Increasing the performance of a hospital department with budget allocation model and machine learning assisted by simulation


Alim M., YILMAZ Y., Boz E.

Journal of Simulation, 2024 (SCI-Expanded) identifier

  • Yayın Türü: Makale / Tam Makale
  • Basım Tarihi: 2024
  • Doi Numarası: 10.1080/17477778.2024.2349160
  • Dergi Adı: Journal of Simulation
  • Derginin Tarandığı İndeksler: Science Citation Index Expanded (SCI-EXPANDED), Scopus, ABI/INFORM, Compendex, INSPEC
  • Anahtar Kelimeler: budget allocation, healthcare management, machine learning, optimization, Simulation
  • Recep Tayyip Erdoğan Üniversitesi Adresli: Evet

Özet

The COVID-19 pandemic highlighted the critical need for efficient resource management in healthcare.

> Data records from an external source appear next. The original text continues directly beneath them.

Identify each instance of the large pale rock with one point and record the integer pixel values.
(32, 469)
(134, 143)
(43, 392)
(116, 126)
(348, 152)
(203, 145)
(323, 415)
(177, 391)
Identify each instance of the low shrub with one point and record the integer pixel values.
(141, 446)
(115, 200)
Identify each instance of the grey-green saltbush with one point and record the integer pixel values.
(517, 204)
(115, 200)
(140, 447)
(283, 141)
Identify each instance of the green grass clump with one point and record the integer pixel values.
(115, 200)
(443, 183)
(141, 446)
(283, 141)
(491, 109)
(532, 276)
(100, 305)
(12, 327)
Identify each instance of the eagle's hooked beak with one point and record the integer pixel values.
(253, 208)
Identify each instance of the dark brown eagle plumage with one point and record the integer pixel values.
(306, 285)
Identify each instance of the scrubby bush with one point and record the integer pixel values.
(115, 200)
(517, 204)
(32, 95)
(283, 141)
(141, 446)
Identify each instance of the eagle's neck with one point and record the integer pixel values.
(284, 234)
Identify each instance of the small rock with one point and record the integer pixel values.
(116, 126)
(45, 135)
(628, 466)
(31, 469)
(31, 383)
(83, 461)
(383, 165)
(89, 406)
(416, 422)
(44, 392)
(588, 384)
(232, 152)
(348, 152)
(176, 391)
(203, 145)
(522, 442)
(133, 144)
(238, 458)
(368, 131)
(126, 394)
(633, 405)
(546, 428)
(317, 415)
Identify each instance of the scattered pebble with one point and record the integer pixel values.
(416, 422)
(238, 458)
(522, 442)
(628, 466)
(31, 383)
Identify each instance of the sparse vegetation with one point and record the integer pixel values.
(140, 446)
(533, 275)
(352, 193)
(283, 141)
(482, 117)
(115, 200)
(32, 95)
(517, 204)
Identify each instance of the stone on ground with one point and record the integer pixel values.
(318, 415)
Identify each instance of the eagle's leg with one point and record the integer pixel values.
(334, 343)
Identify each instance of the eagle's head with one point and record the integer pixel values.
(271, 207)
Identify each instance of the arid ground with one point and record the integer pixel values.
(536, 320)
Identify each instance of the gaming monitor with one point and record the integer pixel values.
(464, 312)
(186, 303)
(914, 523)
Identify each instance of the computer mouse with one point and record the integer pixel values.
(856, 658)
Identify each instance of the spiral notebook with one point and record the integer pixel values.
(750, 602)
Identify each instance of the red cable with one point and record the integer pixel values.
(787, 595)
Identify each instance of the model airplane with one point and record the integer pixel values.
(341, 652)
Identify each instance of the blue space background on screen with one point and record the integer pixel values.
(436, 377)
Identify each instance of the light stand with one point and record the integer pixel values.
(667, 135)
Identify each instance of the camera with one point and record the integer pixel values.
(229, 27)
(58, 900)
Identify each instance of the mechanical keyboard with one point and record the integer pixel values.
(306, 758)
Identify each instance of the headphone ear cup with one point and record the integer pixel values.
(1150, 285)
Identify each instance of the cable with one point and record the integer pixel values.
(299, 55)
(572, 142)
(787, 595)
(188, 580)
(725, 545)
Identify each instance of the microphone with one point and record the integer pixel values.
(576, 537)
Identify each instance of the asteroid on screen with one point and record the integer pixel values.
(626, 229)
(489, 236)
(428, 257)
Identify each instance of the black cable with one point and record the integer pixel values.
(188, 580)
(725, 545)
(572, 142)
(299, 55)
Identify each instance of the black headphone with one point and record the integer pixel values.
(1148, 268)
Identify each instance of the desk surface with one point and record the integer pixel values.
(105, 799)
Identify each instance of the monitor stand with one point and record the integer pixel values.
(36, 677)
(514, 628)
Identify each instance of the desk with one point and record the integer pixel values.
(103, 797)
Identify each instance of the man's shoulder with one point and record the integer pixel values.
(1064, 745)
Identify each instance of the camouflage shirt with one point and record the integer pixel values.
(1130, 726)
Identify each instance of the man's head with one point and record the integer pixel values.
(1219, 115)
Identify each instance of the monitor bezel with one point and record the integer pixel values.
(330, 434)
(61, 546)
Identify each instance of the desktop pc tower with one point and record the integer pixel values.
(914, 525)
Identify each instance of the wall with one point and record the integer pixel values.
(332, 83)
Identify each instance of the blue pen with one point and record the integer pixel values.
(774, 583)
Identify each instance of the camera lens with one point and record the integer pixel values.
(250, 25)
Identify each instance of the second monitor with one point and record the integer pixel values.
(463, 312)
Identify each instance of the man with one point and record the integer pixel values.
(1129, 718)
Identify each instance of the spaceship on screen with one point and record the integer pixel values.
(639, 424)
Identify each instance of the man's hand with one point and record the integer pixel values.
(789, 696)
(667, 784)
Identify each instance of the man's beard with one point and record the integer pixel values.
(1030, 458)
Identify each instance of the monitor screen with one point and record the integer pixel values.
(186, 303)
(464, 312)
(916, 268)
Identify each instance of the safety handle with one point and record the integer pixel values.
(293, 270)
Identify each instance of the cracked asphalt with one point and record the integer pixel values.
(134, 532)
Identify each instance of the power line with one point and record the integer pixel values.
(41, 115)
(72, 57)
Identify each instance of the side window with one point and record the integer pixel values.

In this study, the internal medicine outpatient clinic in a hospital is modelled by simulation method. Appropriate statistical distributions of the parameters are derived from past data. The results of a limited number of simulation runs are used as training data for machine learning techniques and an estimation model is selected among them. The estimation results are considered as input to a mathematical model which determines the optimal budget allocation for improving the system performance. Analysis considers patient waiting times and system throughput under varied parameters. A significant amount of time is saved by using machine learning to predict the simulation model outcomes, which had previously taken a total of around 7 hours reduced to 30–40 minutes. Time savings through machine learning are projected to be notably greater for more complex simulations comparing to current case.